Allo stesso tempo però a Platone è riconosciuta da Nietzsche nobiltà di pensiero perché il suo approccio razionale lo distingue dall’«intruglio plebeo»1 ostile alla ragione, quello degli uomini che sono veluti pecora, quae natura prona atque ventri oboedientia finxit, «come le bestie, che la natura ha plasmato prone e obbedienti al ventre» (Sallustio, Bellum Catilinae, 1):


In cinque o sei cervelli comincia forse oggi ad albeggiare il pensiero che anche la fisica sia soltanto una interpretazione del mondo e un ordine imposto ad esso (secondo il nostro modo di vedere! – con licenza parlando) e non già una spiegazione del mondo: ma in quanto la fisica si fonda sulla fede nei sensi, essa vale come qualcosa  di  più e a lungo andare deve acquistare ancora maggior valore, cioè deve valere come spiegazione. Essa ha, dalla sua, la testimonianza degli occhi e delle dita [...] e ciò esercita su un’età dal fondamentale gusto plebeo l’effetto di un incantesimo [...] Viceversa, proprio nel recalcitrare all’evidenza sensibile consisteva l’incantesimo del modo platonico di pensare, il quale era un modo di pensare aristocratico [...] la plebaglia dei sensi, come diceva Platone (Al di là del bene e del maleDei pregiudizi dei filosofi, 14). 

 Il passo a cui si riferisce si trova in Leggi, 689a-b: ταύτην τὴν διαφωνίαν λύπης τε καὶ ἡδονῆς πρὸς τὴν κατὰ λόγον δόξαν ἀμαθίαν φημὶ εἶναι τὴν ἐσχάτην, μεγίστην δέ, ὅτι τοῦ πλήθους ἐστὶ τῆς ψυχῆς· [b] τὸ γὰρ λυπούμενον καὶ ἡδόμενον αὐτῆς ὅπερ δῆμός τε καὶ πλῆθος πόλεώς ἐστιν, «questa dissonanza di dolore e piacere in relazione all’opinione secondo ragione io la dico ignoranza estrema e grandissima, in quanto è della maggior parte dell’anima; infatti la parte che soffre e prova piacere è, di essa, ciò che popolo e massa sono della città».
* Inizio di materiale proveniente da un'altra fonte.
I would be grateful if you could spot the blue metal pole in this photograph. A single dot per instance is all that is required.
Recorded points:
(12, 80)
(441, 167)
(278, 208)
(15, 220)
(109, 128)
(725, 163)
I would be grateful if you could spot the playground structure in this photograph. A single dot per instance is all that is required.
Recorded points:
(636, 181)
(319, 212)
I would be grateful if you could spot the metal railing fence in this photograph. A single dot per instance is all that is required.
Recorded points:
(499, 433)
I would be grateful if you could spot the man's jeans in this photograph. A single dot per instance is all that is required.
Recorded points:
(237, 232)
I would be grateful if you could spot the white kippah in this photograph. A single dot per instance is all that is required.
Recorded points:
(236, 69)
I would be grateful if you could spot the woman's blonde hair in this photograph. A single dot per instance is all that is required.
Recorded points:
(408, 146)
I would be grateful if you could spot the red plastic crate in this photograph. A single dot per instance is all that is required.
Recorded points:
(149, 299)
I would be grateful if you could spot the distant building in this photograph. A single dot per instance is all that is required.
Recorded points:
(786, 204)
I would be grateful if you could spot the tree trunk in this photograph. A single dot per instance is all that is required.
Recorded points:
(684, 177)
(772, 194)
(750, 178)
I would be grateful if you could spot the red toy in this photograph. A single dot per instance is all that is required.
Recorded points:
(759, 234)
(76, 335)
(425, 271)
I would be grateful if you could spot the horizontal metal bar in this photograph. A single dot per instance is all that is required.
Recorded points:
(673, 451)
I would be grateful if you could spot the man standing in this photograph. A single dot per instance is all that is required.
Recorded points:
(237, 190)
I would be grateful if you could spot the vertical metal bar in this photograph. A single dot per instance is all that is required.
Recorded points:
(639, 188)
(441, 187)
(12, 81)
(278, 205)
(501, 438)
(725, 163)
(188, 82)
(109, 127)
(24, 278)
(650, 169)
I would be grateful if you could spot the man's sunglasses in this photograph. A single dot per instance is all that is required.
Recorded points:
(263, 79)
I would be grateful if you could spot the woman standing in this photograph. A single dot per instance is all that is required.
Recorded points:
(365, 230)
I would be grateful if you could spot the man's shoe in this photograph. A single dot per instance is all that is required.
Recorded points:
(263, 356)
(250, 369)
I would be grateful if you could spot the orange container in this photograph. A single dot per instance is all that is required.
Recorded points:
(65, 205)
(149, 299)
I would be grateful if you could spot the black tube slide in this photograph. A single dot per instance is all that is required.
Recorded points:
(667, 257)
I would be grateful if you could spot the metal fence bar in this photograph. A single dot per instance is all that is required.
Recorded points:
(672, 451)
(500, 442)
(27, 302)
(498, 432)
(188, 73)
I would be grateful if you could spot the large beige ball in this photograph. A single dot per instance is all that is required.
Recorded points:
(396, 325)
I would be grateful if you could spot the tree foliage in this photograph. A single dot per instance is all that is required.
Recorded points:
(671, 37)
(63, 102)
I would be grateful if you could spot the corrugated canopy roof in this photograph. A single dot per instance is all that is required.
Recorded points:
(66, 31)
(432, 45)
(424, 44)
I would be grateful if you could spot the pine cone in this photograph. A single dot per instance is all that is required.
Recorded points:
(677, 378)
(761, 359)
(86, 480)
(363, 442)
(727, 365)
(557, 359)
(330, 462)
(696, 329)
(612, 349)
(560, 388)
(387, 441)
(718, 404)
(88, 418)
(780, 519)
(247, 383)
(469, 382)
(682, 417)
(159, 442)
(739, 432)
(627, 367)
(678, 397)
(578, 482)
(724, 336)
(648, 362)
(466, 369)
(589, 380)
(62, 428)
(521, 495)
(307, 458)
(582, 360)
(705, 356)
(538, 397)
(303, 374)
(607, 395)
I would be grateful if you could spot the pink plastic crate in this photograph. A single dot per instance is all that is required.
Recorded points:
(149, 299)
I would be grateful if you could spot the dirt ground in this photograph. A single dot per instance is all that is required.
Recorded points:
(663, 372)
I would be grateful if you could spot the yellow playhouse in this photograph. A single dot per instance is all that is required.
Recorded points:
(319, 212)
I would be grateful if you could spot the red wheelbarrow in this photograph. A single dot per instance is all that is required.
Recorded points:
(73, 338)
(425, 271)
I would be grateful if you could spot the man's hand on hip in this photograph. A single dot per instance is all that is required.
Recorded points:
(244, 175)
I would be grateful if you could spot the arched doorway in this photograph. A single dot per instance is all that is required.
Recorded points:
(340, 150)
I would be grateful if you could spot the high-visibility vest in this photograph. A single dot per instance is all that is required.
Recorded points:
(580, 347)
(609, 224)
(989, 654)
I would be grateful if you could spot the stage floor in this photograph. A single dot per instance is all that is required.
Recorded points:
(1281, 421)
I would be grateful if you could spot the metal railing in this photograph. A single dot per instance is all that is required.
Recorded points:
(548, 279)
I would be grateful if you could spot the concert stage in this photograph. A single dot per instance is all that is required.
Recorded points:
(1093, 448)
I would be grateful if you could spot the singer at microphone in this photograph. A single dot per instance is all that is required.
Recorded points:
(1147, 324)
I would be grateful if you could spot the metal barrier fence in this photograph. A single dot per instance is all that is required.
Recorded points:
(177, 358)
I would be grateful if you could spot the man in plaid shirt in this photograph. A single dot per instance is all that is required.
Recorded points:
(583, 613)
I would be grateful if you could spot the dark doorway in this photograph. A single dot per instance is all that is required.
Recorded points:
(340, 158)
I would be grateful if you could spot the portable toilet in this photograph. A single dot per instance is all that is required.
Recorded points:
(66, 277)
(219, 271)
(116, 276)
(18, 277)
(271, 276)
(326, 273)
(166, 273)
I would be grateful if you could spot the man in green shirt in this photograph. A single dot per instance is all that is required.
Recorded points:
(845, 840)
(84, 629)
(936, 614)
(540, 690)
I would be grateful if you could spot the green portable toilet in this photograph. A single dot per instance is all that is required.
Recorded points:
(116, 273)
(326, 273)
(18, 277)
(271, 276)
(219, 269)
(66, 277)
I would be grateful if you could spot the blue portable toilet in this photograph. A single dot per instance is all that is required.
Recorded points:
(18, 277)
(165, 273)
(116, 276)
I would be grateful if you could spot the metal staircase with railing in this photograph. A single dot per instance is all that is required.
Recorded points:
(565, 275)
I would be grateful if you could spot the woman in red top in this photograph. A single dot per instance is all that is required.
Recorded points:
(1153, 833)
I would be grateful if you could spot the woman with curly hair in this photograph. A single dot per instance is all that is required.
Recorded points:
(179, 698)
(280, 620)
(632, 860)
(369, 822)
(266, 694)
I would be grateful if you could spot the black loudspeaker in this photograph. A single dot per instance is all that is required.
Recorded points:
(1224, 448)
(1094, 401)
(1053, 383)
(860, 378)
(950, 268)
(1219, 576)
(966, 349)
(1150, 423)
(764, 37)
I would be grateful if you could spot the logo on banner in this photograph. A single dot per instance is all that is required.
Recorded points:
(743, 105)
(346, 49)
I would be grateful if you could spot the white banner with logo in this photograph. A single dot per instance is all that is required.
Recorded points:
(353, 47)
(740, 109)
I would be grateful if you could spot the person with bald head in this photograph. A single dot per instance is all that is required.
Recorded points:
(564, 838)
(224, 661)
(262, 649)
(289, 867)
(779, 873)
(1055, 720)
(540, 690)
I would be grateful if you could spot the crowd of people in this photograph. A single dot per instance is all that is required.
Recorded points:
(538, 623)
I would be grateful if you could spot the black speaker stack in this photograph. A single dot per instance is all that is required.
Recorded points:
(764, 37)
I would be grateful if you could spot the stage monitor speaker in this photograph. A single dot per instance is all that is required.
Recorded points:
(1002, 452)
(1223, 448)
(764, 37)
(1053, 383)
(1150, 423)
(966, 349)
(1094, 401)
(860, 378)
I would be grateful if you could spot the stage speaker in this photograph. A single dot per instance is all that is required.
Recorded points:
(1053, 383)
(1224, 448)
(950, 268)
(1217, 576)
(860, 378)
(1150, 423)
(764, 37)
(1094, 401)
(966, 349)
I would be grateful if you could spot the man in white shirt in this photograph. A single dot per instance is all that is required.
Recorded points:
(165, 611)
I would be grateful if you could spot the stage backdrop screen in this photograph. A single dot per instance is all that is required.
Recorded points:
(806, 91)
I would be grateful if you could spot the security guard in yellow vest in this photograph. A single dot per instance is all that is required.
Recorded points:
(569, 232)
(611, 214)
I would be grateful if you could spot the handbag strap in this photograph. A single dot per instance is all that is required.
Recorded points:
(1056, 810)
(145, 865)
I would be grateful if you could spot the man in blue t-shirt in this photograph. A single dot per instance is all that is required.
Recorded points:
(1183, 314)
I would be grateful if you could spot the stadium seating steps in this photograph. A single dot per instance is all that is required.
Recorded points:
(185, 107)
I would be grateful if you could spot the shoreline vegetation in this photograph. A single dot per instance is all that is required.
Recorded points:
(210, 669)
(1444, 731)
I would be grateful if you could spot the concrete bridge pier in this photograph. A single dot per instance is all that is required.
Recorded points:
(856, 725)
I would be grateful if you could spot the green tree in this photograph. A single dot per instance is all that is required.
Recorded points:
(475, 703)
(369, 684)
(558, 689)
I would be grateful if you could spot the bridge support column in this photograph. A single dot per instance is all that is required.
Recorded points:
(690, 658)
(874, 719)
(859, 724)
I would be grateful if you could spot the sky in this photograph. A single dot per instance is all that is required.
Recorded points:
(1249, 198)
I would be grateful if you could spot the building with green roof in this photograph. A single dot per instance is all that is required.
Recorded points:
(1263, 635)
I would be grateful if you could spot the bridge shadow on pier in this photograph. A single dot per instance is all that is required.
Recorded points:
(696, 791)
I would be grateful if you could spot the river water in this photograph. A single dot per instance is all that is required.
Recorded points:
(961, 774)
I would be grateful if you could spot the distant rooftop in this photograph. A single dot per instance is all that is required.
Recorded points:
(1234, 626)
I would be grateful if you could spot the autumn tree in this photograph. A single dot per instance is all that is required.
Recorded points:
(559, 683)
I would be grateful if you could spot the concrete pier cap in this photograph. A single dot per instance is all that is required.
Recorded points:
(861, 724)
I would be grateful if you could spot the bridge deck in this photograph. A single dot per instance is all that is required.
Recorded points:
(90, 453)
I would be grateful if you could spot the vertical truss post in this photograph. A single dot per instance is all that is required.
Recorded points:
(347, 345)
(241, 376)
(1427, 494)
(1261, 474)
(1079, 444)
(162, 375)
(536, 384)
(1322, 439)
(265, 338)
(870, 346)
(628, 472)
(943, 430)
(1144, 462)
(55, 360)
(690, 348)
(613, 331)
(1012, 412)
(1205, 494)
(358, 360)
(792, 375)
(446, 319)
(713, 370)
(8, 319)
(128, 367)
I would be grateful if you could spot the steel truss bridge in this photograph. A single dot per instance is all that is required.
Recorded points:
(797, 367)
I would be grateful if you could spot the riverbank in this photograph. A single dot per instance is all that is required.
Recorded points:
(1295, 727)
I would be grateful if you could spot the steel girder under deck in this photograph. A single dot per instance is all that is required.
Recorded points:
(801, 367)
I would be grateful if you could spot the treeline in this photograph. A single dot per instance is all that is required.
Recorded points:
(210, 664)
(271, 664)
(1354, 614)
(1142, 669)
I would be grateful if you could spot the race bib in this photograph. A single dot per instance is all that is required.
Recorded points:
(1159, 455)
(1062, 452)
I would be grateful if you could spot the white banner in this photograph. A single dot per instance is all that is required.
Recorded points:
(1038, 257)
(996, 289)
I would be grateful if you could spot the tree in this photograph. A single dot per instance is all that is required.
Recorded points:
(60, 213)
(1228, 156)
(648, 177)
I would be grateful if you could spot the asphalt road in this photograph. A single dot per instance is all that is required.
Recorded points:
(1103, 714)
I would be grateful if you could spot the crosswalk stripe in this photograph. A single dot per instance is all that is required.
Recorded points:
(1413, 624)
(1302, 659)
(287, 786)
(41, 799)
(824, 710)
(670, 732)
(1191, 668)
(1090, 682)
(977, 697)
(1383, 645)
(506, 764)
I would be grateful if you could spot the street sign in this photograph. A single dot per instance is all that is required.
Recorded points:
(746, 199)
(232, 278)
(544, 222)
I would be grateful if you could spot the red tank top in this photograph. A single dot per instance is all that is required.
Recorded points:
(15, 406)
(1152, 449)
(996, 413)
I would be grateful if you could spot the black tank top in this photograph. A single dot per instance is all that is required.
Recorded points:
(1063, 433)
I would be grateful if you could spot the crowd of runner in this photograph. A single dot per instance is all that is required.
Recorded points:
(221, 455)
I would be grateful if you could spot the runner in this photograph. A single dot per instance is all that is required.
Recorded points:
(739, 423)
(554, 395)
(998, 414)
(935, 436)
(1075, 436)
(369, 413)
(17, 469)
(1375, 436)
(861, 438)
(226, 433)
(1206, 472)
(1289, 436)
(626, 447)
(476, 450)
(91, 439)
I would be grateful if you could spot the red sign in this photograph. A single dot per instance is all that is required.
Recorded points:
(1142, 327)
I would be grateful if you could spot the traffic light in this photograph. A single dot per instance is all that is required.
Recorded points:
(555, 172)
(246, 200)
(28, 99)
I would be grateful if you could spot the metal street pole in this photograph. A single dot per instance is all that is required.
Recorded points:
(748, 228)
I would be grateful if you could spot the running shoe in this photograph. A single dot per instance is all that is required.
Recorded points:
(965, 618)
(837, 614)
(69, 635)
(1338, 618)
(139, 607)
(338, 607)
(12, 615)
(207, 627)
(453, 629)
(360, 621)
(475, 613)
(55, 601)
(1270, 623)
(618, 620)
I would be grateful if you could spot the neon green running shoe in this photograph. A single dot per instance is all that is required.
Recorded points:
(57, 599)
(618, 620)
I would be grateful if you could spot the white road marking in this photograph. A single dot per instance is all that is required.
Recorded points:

Nietzsche individua in Socrate l’origine plebea della filosofia platonica, in seguito nobilitata dal discepolo:


V’è qualcosa della morale platonica, che non appartiene propriamente a Platone, ma che pure si trova nella sua filosofia, si potrebbe dire, malgrado Platone stesso: vale a dire il socratismo, per cui egli era veramente troppo aristocratico. «Nessuno vuol fare del male a se stesso, perciò ogni azione cattiva è involontaria. Il malvagio, infatti, cagiona del male a se stesso: non lo farebbe se sapesse che il male è male. Conseguentemente il malvagio è cattivo soltanto per un suo errore: se lo si libera da questo errore, lo si rende necessariamente buono». Questo tipo di conclusione odora di plebaglia, la quale in colui che agisce con malvagità vede soltanto le conseguenze dolorose [...] Platone non ha lesinato i suoi sforzi per interpretare il principio del suo maestro in modo da trovarci dentro qualcosa di raffinato e di aristocratico, soprattutto se stesso (Al di là del bene e del male, Per la storia naturale della morale, 190).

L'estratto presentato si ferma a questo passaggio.